Running a nearly stock C7 Z06 as the opponent matters more than it might seem. Chevrolet’s factory answer to the supercharged Camaro and Mustang wars already ships with a 6.2-liter LT4 pushing well past 600 horsepower straight from the factory, wrapped in a chassis tuned specifically to put that power down through wide rear tires and a well-sorted rear differential. Using a car that close to showroom condition sets a genuine benchmark: it shows exactly how much built horsepower a heavily modified Mustang needs just to get ahead of what GM sells to any customer with a warranty attached, no custom fabrication required.

Why Airstrip Attack Exists

Runs like this one happen at Shifts3ctor’s California Airstrip Attack, an event built around exactly this kind of car — too powerful, too fast, or simply too unpredictable for a conventional quarter-mile track with limited runoff room. An abandoned airstrip near Coalinga provides the length and width these builds actually need to reach their true top speed safely, along with the kind of open space that makes triple-digit trap speeds feel a little less like a leap of faith for both the driver and everyone standing nearby with a camera.
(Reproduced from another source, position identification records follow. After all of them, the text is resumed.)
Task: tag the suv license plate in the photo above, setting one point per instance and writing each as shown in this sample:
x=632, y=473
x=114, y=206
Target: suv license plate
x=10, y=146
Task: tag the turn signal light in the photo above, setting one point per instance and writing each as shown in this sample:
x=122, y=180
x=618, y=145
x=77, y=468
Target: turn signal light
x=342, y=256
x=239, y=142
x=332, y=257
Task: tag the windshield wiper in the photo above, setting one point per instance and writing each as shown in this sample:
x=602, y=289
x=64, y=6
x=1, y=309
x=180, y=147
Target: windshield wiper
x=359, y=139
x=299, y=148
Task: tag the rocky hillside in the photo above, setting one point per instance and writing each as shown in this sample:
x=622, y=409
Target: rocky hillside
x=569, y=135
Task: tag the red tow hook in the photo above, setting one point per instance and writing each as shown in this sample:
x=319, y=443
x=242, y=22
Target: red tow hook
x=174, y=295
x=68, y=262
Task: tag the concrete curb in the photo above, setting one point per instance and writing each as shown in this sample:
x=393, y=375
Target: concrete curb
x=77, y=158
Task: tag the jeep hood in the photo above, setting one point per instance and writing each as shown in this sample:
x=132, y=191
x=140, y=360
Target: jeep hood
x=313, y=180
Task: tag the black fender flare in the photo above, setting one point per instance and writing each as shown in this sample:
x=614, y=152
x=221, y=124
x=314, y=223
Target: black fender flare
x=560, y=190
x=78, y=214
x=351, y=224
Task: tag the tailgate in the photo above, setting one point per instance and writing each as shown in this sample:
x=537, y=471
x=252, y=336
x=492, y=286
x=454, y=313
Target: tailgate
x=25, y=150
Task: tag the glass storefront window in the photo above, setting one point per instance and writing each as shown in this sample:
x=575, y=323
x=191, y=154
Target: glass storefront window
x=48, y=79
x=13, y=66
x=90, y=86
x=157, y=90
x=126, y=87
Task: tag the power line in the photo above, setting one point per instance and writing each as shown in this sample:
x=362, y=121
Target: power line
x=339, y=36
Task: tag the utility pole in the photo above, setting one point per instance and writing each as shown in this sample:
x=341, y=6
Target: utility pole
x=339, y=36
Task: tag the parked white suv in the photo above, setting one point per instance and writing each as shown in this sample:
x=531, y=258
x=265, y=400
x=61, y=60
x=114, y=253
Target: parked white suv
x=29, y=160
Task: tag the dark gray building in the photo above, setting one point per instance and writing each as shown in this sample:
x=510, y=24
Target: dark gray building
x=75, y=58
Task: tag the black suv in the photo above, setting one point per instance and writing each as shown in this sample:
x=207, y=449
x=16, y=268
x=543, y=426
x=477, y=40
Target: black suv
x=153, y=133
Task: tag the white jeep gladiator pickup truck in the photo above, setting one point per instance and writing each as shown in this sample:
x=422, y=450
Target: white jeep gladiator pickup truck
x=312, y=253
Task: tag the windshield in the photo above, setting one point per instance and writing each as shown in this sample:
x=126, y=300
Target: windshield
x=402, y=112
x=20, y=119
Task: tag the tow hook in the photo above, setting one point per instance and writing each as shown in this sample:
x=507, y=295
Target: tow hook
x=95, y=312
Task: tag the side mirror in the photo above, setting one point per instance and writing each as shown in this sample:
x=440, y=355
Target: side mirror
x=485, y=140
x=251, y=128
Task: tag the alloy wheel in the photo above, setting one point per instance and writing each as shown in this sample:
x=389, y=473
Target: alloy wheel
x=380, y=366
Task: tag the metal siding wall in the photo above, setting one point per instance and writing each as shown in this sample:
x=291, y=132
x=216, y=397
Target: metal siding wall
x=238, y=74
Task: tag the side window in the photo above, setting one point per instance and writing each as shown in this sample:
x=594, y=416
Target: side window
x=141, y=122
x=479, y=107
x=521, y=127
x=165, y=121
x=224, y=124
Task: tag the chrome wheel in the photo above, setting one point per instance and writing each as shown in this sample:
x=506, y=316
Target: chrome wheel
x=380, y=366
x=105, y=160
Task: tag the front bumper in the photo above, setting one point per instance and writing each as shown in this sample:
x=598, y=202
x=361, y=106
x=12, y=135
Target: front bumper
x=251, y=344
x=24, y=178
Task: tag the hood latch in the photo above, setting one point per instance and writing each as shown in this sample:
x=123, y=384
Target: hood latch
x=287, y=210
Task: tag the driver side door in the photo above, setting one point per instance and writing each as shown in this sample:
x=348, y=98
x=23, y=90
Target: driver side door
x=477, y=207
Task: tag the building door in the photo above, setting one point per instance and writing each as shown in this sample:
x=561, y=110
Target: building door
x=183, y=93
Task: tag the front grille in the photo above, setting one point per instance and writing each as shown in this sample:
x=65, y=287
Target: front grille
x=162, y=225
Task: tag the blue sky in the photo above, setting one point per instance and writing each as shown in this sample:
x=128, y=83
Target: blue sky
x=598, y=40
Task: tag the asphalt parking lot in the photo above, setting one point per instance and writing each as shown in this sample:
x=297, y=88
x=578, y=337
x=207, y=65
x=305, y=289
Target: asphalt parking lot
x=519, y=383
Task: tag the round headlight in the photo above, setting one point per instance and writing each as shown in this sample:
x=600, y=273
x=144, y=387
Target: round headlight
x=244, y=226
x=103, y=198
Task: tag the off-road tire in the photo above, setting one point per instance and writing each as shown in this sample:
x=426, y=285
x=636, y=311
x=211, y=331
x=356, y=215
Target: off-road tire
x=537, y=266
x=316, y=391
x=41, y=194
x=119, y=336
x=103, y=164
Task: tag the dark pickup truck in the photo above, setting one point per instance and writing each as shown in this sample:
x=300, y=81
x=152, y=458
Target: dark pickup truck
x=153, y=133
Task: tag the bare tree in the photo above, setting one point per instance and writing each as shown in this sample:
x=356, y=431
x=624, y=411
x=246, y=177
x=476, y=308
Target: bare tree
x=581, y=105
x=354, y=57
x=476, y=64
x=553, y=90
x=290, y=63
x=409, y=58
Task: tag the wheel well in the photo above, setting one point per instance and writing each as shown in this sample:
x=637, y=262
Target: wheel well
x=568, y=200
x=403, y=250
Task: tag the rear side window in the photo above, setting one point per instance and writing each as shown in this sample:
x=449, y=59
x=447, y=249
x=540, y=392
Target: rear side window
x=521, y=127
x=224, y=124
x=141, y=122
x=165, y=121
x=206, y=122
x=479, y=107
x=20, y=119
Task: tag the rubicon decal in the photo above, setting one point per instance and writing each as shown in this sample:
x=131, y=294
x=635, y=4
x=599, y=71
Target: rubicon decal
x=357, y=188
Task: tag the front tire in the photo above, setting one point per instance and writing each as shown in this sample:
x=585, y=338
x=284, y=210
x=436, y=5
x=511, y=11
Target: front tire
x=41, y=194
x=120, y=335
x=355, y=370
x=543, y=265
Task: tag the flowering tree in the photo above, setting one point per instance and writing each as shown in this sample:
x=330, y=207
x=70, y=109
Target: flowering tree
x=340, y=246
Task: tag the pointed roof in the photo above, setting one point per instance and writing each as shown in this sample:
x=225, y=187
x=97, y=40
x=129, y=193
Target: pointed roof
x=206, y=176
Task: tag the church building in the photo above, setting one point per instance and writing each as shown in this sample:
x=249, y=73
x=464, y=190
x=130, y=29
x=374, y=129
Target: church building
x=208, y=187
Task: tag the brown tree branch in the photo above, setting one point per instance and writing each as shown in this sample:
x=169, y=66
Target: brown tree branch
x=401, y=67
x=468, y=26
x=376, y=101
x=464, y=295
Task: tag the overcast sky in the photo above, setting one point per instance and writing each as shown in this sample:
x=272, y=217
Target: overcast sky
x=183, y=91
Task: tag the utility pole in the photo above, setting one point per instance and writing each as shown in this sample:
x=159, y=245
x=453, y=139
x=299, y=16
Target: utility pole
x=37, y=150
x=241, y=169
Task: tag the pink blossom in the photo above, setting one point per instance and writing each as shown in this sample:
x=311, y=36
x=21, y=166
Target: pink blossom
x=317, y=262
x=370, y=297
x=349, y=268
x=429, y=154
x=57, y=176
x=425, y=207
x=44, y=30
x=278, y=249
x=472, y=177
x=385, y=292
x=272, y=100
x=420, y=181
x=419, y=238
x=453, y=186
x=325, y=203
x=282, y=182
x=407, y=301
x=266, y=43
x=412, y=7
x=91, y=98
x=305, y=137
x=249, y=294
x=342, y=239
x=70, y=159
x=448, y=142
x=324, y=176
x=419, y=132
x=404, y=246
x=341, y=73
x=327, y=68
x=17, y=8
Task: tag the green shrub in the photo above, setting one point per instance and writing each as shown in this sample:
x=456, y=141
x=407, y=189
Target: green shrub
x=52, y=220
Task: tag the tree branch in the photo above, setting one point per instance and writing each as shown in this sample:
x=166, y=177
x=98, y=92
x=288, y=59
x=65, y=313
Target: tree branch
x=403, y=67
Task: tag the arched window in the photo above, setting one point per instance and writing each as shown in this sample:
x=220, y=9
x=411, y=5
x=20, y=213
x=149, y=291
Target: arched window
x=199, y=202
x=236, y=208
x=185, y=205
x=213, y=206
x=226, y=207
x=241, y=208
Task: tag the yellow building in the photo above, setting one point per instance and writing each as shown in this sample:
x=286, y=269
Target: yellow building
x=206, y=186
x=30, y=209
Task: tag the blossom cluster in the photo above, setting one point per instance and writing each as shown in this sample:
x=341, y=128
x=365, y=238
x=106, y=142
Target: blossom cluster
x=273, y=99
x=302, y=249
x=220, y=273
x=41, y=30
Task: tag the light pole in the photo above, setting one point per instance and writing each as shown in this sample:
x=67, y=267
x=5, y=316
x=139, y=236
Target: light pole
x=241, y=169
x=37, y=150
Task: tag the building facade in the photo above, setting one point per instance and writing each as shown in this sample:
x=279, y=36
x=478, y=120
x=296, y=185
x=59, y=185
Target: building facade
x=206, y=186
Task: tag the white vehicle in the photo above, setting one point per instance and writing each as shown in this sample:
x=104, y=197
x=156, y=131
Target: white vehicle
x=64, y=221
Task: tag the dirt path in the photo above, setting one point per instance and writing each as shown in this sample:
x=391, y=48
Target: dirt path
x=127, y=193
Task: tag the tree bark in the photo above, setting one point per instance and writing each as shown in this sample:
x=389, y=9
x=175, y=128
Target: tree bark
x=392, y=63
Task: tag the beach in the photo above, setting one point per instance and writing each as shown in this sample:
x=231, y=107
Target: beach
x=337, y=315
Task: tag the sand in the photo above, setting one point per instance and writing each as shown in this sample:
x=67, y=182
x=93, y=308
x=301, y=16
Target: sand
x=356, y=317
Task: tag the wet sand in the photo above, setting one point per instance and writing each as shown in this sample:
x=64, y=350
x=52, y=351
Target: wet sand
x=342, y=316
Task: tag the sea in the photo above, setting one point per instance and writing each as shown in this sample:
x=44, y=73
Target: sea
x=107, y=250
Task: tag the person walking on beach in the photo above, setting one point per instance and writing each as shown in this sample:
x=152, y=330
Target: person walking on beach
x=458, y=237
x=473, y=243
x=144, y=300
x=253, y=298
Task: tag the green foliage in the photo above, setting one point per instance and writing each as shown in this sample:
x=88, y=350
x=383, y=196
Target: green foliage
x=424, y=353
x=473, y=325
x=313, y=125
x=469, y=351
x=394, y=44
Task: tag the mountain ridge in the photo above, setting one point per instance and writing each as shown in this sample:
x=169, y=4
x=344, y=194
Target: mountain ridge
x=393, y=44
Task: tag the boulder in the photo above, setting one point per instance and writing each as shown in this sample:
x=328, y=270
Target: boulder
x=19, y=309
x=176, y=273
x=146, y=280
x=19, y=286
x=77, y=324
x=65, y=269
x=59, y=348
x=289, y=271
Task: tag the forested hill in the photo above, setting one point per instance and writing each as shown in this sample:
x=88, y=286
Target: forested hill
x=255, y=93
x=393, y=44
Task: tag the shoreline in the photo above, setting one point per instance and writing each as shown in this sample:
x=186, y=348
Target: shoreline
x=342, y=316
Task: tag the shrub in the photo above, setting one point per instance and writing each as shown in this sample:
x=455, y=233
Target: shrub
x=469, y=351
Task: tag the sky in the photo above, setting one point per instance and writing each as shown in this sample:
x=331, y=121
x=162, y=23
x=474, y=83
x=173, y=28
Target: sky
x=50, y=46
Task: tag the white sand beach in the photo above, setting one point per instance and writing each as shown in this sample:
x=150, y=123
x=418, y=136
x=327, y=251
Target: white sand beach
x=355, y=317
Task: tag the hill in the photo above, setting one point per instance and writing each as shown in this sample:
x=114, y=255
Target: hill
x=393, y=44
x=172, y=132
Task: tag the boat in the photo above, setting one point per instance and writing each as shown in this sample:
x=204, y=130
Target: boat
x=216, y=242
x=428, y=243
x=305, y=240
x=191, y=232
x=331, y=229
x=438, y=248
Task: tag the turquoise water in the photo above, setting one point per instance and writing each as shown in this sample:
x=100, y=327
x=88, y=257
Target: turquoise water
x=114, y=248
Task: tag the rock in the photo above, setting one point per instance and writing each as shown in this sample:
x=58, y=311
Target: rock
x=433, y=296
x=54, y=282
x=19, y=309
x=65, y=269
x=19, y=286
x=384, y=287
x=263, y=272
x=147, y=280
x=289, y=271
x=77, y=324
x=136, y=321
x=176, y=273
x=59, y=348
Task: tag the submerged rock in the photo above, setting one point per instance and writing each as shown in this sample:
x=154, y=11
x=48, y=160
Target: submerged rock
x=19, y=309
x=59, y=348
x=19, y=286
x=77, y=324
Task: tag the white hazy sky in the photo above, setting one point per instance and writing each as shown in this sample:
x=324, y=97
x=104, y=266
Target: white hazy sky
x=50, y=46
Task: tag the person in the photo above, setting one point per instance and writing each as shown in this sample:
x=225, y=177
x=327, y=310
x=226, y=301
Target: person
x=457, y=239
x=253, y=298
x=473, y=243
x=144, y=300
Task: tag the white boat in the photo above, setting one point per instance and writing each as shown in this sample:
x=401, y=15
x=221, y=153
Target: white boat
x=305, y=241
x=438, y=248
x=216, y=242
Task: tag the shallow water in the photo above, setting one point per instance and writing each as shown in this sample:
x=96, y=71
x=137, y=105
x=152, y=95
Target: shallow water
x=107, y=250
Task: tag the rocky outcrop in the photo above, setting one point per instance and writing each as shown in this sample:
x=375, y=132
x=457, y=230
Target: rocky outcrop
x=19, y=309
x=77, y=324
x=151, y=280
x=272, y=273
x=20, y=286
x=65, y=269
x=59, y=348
The Automatic Transmission Wildcard

The C7 Z06’s automatic transmission adds a layer worth paying attention to. An 8-speed paddle-shift automatic launches differently than a manual, generally trading a driver’s mechanical feel for consistent, repeatable shifts that are hard for a human to beat run after run, especially under hard acceleration where a mistimed manual shift can cost tenths of a second. Against a manual-shifted, flat-plane-crank Shelby making nearly triple its rated output, that automatic’s consistency becomes one more variable in a race that already has plenty of them — proof that on a straight strip of asphalt, horsepower is only ever part of the story.